(Montréal) Le sommeil des bébés varie d’un enfant à l’autre et même d’une nuit à l’autre, ont constaté des chercheurs de l’Université McGill.

Jean-Benoit Legault
La Presse Canadienne

Il n’y a donc rien d’anormal à ce que votre poupon de six mois se réveille encore après quelques heures alors que celui de votre cousine dort comme une bûche, ou encore que ses pleurs retentissent dans la maison à 2 h alors qu’il avait « fait sa nuit » la veille, assure la psychologue Marie-Hélène Pennestri.

« Il ne faut pas s’inquiéter, il faut se faire confiance, il ne faut pas trop comparer les bébés entre eux et il faut prendre ça comme ça vient, a dit Mme Pennestri, qui est professeure adjointe au département de psychopédagogie et de psychologie du counseling à McGill. Il ne faut pas avoir des attentes trop élevées. Il faut se faire confiance en tant que parents et il faut aussi faire confiance au bébé. »

Les chercheurs ont demandé aux mamans de 44 bébés âgés de six mois de tenir pendant deux semaines un journal de bord concernant le sommeil de leur enfant la nuit précédente. Il s’agissait aussi bien de premiers-nés que d’un deuxième ou d’un troisième bébé.

Une constatation s’impose rapidement : les bébés qui dorment toute la nuit sont bien davantage l’exception que la règle.

« Pendant ces deux semaines-là, si on considère que faire ses nuits c’est dormir six heures de suite, il y a seulement 7 % des enfants qui ont fait leur nuit tous les jours, a dit Mme Pennestri. Il y en a 20 % qui n’ont jamais fait leur nuit pendant ces deux semaines-là et la plus grande partie des bébés, à peu près les trois quarts, avaient des patrons de sommeil vraiment très variables d’une nuit à l’autre.
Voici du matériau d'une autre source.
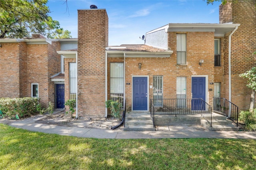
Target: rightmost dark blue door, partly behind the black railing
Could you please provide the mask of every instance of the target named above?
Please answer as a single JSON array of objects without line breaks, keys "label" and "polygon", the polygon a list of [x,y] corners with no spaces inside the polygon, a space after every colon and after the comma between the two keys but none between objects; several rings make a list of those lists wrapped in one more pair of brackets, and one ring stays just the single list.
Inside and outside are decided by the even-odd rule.
[{"label": "rightmost dark blue door, partly behind the black railing", "polygon": [[192,110],[205,110],[205,77],[192,77]]}]

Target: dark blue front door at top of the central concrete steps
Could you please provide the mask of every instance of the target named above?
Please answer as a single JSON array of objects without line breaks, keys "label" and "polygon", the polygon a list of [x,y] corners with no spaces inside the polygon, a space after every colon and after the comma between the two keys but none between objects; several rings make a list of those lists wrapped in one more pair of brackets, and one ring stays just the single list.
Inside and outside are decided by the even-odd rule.
[{"label": "dark blue front door at top of the central concrete steps", "polygon": [[148,78],[132,78],[132,109],[148,110]]}]

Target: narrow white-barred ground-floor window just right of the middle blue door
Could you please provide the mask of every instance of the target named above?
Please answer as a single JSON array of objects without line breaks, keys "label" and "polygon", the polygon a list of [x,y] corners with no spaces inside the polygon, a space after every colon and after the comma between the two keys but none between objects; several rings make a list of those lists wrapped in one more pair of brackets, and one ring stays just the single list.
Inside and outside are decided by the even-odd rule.
[{"label": "narrow white-barred ground-floor window just right of the middle blue door", "polygon": [[163,76],[153,76],[154,106],[163,106]]}]

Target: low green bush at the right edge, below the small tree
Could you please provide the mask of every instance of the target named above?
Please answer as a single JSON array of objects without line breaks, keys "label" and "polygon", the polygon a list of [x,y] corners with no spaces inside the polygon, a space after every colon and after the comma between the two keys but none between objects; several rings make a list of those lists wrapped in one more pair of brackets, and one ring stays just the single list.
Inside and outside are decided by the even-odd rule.
[{"label": "low green bush at the right edge, below the small tree", "polygon": [[244,122],[248,131],[256,131],[256,108],[252,112],[241,111],[238,120]]}]

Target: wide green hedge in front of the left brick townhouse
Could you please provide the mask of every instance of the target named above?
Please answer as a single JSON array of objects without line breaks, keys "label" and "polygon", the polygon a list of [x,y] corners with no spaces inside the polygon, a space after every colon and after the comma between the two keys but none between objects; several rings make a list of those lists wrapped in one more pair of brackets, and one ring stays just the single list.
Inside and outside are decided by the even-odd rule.
[{"label": "wide green hedge in front of the left brick townhouse", "polygon": [[26,117],[36,111],[38,103],[38,98],[0,98],[0,110],[6,117]]}]

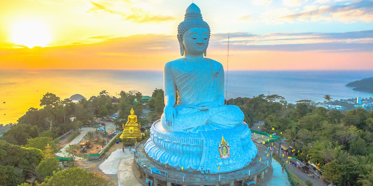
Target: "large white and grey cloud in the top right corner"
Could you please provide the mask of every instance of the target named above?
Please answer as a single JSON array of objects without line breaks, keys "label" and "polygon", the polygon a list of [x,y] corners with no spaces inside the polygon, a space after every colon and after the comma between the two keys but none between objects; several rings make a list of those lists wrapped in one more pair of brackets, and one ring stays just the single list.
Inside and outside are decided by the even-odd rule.
[{"label": "large white and grey cloud in the top right corner", "polygon": [[[284,1],[285,2],[285,1]],[[290,3],[292,2],[292,3]],[[317,1],[324,3],[324,1]],[[287,6],[297,5],[294,1],[286,1]],[[314,4],[304,6],[302,9],[280,8],[262,13],[258,17],[242,16],[239,20],[282,24],[285,22],[332,22],[343,23],[373,22],[373,1],[354,1],[351,3]]]}]

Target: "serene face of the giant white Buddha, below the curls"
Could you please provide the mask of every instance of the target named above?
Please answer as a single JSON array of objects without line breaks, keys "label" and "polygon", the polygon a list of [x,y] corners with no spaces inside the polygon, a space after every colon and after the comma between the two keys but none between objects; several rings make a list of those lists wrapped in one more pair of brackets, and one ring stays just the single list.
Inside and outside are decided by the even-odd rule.
[{"label": "serene face of the giant white Buddha, below the curls", "polygon": [[191,28],[183,35],[186,54],[203,55],[209,46],[209,31],[206,28]]}]

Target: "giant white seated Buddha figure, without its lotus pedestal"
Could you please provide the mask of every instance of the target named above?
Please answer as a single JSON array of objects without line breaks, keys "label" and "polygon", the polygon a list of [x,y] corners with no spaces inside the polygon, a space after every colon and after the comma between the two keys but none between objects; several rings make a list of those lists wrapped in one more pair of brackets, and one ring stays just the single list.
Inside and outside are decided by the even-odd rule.
[{"label": "giant white seated Buddha figure, without its lotus pedestal", "polygon": [[241,110],[235,105],[224,105],[222,64],[204,58],[210,27],[194,3],[186,9],[177,36],[180,54],[184,58],[169,61],[164,66],[163,128],[175,132],[198,132],[241,124],[244,120]]}]

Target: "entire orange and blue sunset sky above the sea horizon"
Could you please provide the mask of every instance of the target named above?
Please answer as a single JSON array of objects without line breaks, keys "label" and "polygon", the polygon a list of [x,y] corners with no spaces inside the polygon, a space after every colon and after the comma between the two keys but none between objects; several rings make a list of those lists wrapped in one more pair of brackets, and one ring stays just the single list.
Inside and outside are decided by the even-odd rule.
[{"label": "entire orange and blue sunset sky above the sea horizon", "polygon": [[[0,68],[162,70],[192,0],[5,0]],[[372,70],[373,1],[194,0],[230,70]]]}]

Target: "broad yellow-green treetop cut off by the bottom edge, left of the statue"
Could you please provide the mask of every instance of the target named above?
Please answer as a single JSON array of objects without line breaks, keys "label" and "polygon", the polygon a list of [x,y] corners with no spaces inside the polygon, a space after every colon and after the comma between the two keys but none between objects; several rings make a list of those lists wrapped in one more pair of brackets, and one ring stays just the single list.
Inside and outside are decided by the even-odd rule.
[{"label": "broad yellow-green treetop cut off by the bottom edge, left of the statue", "polygon": [[89,173],[86,170],[76,167],[70,167],[65,171],[54,173],[50,178],[46,178],[40,186],[111,186],[112,182],[104,179],[95,173]]}]

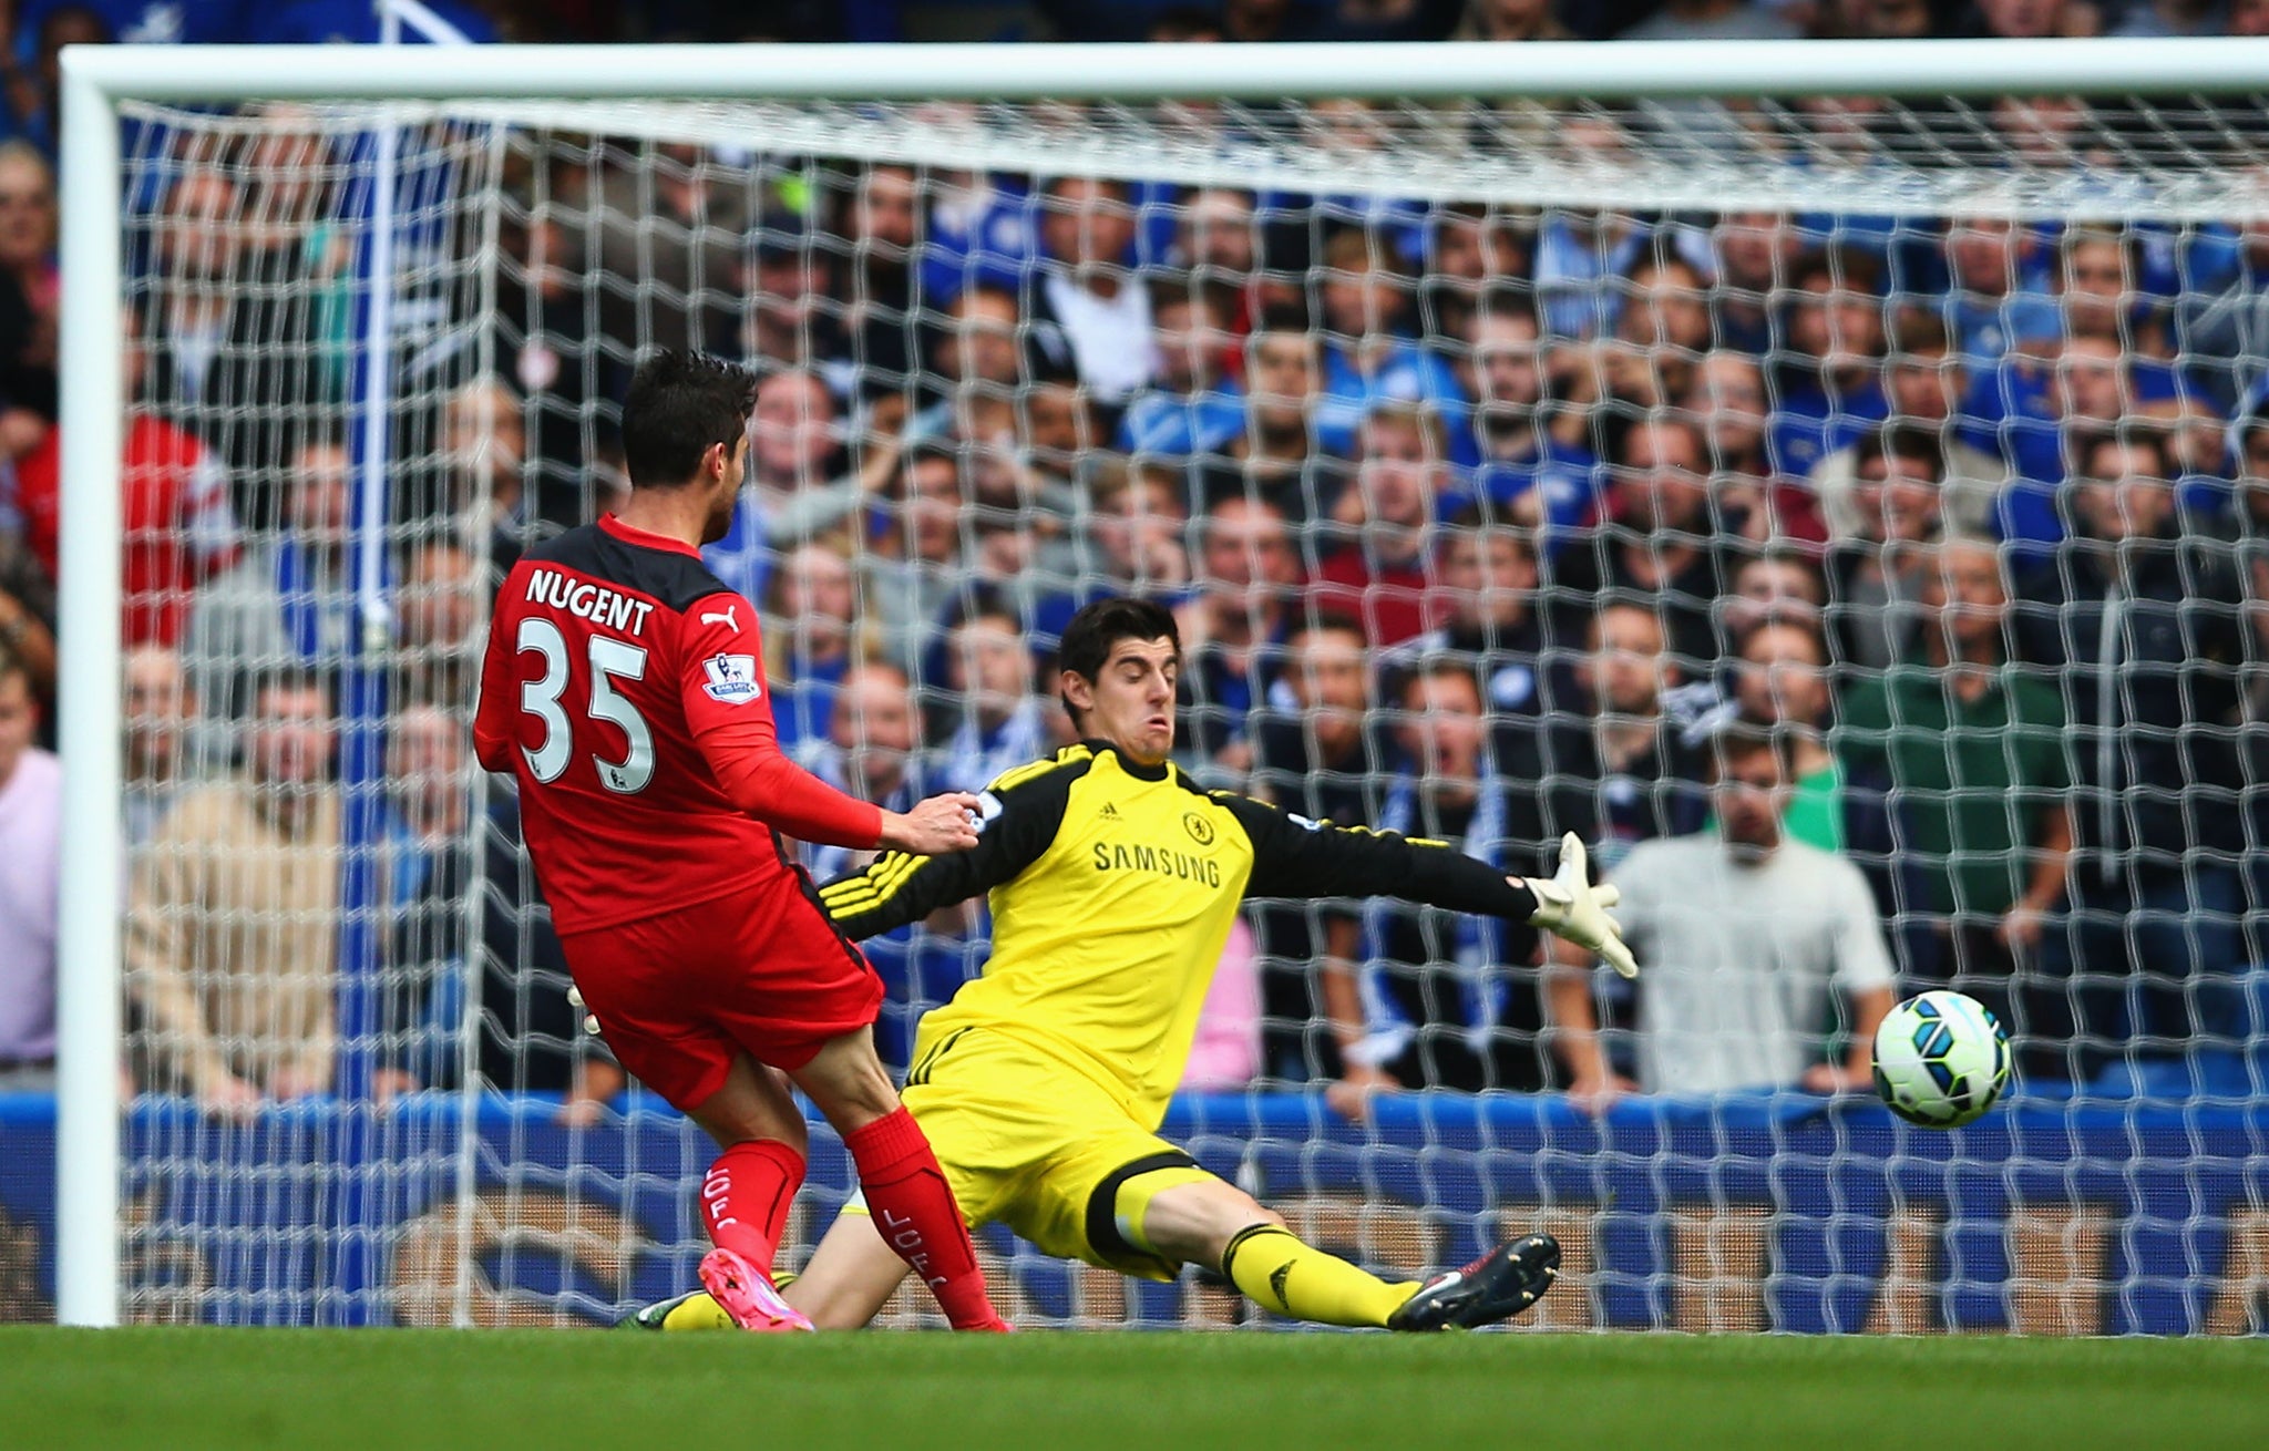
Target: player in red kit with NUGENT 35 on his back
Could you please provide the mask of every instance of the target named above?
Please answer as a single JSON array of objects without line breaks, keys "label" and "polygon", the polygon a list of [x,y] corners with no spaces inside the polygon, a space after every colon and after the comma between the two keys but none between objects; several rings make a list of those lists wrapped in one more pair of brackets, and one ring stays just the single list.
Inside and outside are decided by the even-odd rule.
[{"label": "player in red kit with NUGENT 35 on his back", "polygon": [[631,497],[506,576],[474,741],[520,780],[529,855],[608,1047],[724,1149],[701,1181],[717,1245],[701,1281],[726,1313],[810,1329],[771,1288],[805,1161],[792,1079],[955,1329],[1005,1329],[876,1059],[883,984],[781,841],[958,852],[976,846],[976,798],[885,812],[781,755],[756,608],[699,553],[733,517],[751,401],[753,379],[715,358],[665,351],[638,370]]}]

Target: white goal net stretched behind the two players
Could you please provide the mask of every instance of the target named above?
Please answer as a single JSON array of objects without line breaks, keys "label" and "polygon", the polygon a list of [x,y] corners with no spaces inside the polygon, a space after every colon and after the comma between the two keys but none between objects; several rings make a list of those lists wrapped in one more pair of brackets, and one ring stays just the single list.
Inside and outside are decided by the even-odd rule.
[{"label": "white goal net stretched behind the two players", "polygon": [[[470,712],[501,569],[624,487],[629,370],[706,347],[762,379],[706,558],[821,775],[1057,748],[1055,635],[1141,594],[1193,780],[1622,884],[1636,984],[1252,905],[1164,1134],[1302,1233],[1550,1229],[1541,1329],[2264,1326],[2258,102],[123,120],[125,1317],[694,1283],[712,1149],[579,1032]],[[869,943],[892,1063],[985,932]],[[2017,1063],[1951,1134],[1865,1081],[1926,986]],[[1021,1324],[1266,1320],[980,1240]]]}]

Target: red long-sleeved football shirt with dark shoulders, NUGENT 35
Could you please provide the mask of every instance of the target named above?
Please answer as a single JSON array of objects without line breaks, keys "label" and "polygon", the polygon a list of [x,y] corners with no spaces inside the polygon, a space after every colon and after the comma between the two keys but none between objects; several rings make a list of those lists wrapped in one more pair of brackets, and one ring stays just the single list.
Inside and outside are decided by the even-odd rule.
[{"label": "red long-sleeved football shirt with dark shoulders, NUGENT 35", "polygon": [[756,608],[701,555],[608,515],[513,567],[481,664],[474,748],[520,780],[560,932],[590,932],[790,871],[774,828],[871,848],[883,812],[774,735]]}]

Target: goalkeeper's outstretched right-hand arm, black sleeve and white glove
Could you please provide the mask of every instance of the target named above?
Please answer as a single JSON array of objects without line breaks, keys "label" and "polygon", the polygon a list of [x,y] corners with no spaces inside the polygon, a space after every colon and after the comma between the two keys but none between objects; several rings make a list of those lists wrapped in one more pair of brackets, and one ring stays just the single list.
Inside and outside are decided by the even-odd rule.
[{"label": "goalkeeper's outstretched right-hand arm, black sleeve and white glove", "polygon": [[1638,975],[1622,930],[1606,909],[1622,896],[1611,884],[1593,886],[1584,841],[1561,839],[1559,871],[1550,877],[1507,877],[1488,862],[1452,850],[1443,841],[1341,828],[1327,821],[1287,816],[1234,791],[1214,791],[1246,837],[1252,839],[1255,898],[1405,898],[1452,911],[1500,916],[1554,932],[1606,959],[1625,977]]}]

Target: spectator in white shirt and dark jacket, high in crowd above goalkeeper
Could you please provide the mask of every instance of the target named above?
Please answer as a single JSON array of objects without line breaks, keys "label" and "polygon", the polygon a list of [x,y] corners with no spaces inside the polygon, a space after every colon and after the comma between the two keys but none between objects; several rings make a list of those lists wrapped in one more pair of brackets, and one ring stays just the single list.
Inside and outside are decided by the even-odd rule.
[{"label": "spectator in white shirt and dark jacket, high in crowd above goalkeeper", "polygon": [[1123,181],[1055,177],[1039,190],[1041,265],[1026,320],[1055,363],[1078,367],[1098,404],[1119,408],[1157,374],[1150,292],[1130,270],[1134,211]]}]

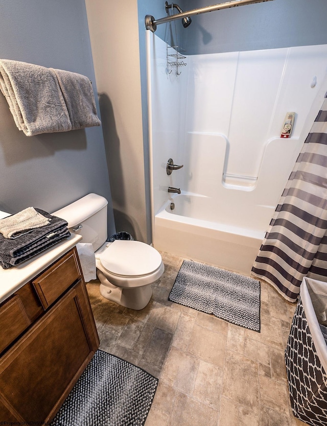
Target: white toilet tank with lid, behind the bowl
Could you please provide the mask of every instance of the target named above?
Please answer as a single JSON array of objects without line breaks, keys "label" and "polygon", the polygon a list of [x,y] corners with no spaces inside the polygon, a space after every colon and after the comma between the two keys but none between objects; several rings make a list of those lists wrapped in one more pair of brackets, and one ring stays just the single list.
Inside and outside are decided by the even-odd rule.
[{"label": "white toilet tank with lid, behind the bowl", "polygon": [[69,231],[82,235],[82,243],[91,243],[96,251],[107,240],[107,204],[101,195],[88,194],[53,215],[66,220]]}]

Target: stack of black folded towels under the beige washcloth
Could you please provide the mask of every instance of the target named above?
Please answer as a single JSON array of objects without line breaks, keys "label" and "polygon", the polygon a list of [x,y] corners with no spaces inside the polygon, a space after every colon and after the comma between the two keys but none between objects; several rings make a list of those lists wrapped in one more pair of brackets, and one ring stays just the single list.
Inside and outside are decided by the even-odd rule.
[{"label": "stack of black folded towels under the beige washcloth", "polygon": [[35,210],[46,218],[51,219],[50,224],[32,229],[15,240],[9,240],[0,234],[0,265],[4,269],[29,260],[31,257],[68,238],[71,234],[64,219],[52,216],[39,208]]}]

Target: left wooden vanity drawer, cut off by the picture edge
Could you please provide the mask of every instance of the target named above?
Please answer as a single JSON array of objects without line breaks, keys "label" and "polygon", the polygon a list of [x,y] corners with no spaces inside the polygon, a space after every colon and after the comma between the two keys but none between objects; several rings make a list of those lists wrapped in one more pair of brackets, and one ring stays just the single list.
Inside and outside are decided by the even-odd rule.
[{"label": "left wooden vanity drawer, cut off by the picture edge", "polygon": [[0,352],[31,324],[19,296],[14,296],[0,308]]}]

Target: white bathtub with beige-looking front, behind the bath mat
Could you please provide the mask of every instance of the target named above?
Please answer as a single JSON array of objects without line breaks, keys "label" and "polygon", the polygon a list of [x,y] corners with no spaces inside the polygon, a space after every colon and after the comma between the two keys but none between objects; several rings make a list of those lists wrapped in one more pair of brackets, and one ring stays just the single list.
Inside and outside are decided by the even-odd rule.
[{"label": "white bathtub with beige-looking front, behind the bath mat", "polygon": [[[173,196],[154,217],[153,245],[160,251],[250,275],[265,236],[265,229],[255,229],[255,218],[262,217],[263,208],[255,206],[246,214],[241,208],[217,206],[211,197]],[[272,212],[266,211],[265,216],[271,217]]]}]

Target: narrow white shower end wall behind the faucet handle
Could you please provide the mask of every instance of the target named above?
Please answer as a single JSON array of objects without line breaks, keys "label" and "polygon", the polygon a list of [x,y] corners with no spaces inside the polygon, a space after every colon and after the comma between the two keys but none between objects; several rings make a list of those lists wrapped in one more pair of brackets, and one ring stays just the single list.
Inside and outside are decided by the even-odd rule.
[{"label": "narrow white shower end wall behind the faucet handle", "polygon": [[168,199],[168,186],[182,184],[182,172],[168,176],[166,166],[169,158],[175,164],[183,161],[188,73],[185,67],[179,76],[174,69],[168,73],[166,43],[150,31],[147,31],[147,46],[152,204],[156,214]]}]

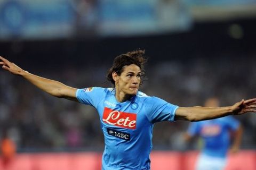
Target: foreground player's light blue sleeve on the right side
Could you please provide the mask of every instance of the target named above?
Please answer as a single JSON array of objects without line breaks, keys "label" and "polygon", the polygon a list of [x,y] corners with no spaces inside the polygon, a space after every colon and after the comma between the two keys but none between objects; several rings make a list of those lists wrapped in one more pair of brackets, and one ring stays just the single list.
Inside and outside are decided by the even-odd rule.
[{"label": "foreground player's light blue sleeve on the right side", "polygon": [[167,103],[158,97],[149,97],[146,101],[147,117],[150,122],[174,121],[178,106]]}]

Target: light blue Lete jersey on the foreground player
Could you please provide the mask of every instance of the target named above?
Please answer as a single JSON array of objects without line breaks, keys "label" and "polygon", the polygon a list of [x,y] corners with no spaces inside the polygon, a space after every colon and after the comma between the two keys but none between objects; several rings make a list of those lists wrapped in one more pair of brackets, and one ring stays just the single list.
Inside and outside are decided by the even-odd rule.
[{"label": "light blue Lete jersey on the foreground player", "polygon": [[178,106],[142,92],[119,103],[113,88],[77,90],[79,102],[95,107],[105,137],[102,169],[150,169],[154,123],[174,121]]}]

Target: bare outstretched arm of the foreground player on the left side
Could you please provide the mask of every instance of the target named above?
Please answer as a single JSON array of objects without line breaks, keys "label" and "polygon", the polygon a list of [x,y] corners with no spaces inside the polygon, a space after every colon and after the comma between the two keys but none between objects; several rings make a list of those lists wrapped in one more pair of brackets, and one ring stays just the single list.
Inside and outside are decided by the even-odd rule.
[{"label": "bare outstretched arm of the foreground player on the left side", "polygon": [[20,75],[39,89],[49,93],[52,96],[78,101],[76,98],[76,88],[66,86],[59,81],[50,80],[31,74],[25,70],[22,70],[19,66],[11,63],[10,61],[6,60],[4,57],[1,56],[0,65],[2,65],[2,68],[4,70],[9,71],[10,73],[15,75]]}]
Des fois ils faisaient leur nuit, mais d’autres fois ils ne la faisaient pas.

« Ça nous dit qu’il y a non seulement des différences entre les bébés, mais aussi des grandes différences chez un même bébé d’une nuit à l’autre. »

Les parents entendent tellement parler du sommeil de leur bébé, ils sont tellement bombardés de trucs et de conseils, qu’ils finissent par croire que tout ira bien « si on fait tout bien ce qui nous est recommandé », a-t-elle ajouté.

On pourra donc très rapidement en conclure, erronément, qu’un bébé qui ne dort pas est malade ou anormal, ou encore que je suis vraiment un très mauvais parent.

Il n’y a pourtant rien d’anormal à ce qu’un bébé fasse une belle nuit et que le lendemain il se réveille trois fois, a prévenu Mme Pennestri.

« Je vois souvent des parents qui sont déçus, voire inquiets, voire fâchés, de voir que leur bébé ne dort pas. Il y a un gros travail à faire, a-t-elle dit. Les attentes des parents sont très élevées et très variables. Il faut travailler à rassurer les parents pour leur dire, écoutez, ça va être différent d’une nuit à l’autre, ça va être différent d’un bébé à l’autre, et ce n’est pas nécessairement anormal, il ne faut pas nécessairement s’en inquiéter. »

D’autant plus que six mois est la période où la relation entre le bébé et ses parents est en train de se créer. Il s’agit d’une période très sensible pour le développement, a indiqué la chercheuse.

« C’est une belle période, mais c’est aussi stressant, a conclu Mme Pennestri. Donc mon message est qu’on n’a pas besoin de se rajouter ce stress-là par-dessus, ce n’est pas utile. »

Les conclusions de cette étude sont publiées par le journal médical Sleep Medicine.